Acórdão nº 2075/13.3GBABF.E1 de Tribunal da Relação de Évora, 10 de Janeiro de 2023
Magistrado Responsável | JOÃO CARROLA |
Data da Resolução | 10 de Janeiro de 2023 |
Emissor | Tribunal da Relação de Évora |
Acordam, em conferência, os Juízes da 2.ª Subsecção Criminal do Tribunal da Relação de Évora: I.

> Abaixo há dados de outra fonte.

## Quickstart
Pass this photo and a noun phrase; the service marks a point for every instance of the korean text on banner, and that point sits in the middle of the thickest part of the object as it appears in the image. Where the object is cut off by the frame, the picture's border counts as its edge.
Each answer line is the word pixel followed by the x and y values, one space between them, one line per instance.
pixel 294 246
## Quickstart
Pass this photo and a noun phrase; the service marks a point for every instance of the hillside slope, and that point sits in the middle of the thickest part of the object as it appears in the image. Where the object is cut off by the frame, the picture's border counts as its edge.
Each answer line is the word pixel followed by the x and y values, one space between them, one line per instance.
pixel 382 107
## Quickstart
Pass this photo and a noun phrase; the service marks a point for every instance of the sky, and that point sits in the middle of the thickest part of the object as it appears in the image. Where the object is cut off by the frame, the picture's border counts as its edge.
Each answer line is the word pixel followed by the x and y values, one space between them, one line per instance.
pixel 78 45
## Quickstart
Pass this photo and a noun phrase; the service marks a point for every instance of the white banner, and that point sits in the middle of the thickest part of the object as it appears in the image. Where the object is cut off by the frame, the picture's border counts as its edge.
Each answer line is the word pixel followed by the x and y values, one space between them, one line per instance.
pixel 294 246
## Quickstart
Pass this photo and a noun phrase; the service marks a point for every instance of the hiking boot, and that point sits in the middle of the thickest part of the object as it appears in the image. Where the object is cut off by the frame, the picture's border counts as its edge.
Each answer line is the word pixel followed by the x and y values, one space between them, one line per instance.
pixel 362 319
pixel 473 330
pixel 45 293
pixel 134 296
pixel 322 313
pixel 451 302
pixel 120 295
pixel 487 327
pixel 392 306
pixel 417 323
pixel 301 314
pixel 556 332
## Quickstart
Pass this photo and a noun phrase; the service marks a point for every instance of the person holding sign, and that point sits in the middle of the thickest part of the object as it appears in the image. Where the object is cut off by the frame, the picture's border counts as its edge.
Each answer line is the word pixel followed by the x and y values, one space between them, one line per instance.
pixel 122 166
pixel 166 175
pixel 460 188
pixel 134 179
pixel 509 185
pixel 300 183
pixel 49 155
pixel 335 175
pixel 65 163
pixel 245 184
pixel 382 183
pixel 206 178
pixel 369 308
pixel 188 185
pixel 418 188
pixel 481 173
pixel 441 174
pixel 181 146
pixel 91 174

No processo comum n.º 2075/1.3GBABF do Juízo Central Criminal ..., Comarca ..., o arguido AA foi submetido a julgamento e, realizada a audiência, foi proferido acórdão que o condenou: - Pela prática de um crime de burla qualificada, previsto e punido pelo artigo 217º e 218º, n.º 2, alínea a), do Código Penal, na pena de 4 (quatro) anos de prisão; - Pela prática de um crime de burla qualificada, previsto e punido pelo artigo 217º e 218º, n.º 2, alínea a) do Código Penal, na pena de 4 (quatro) anos de prisão; - Pela prática de um crime de burla qualificada na forma tentada, previsto e punido pelo artigo 217º e 218º, n.º 2, alínea a) e 22º do Código Penal, na pena de 2 (dois) anos e 6 (seis) meses de prisão e, - Em cúmulo jurídico das penas parcelares acabadas de indicar, na pena única de 6 (seis) anos e 6 (seis) meses de prisão.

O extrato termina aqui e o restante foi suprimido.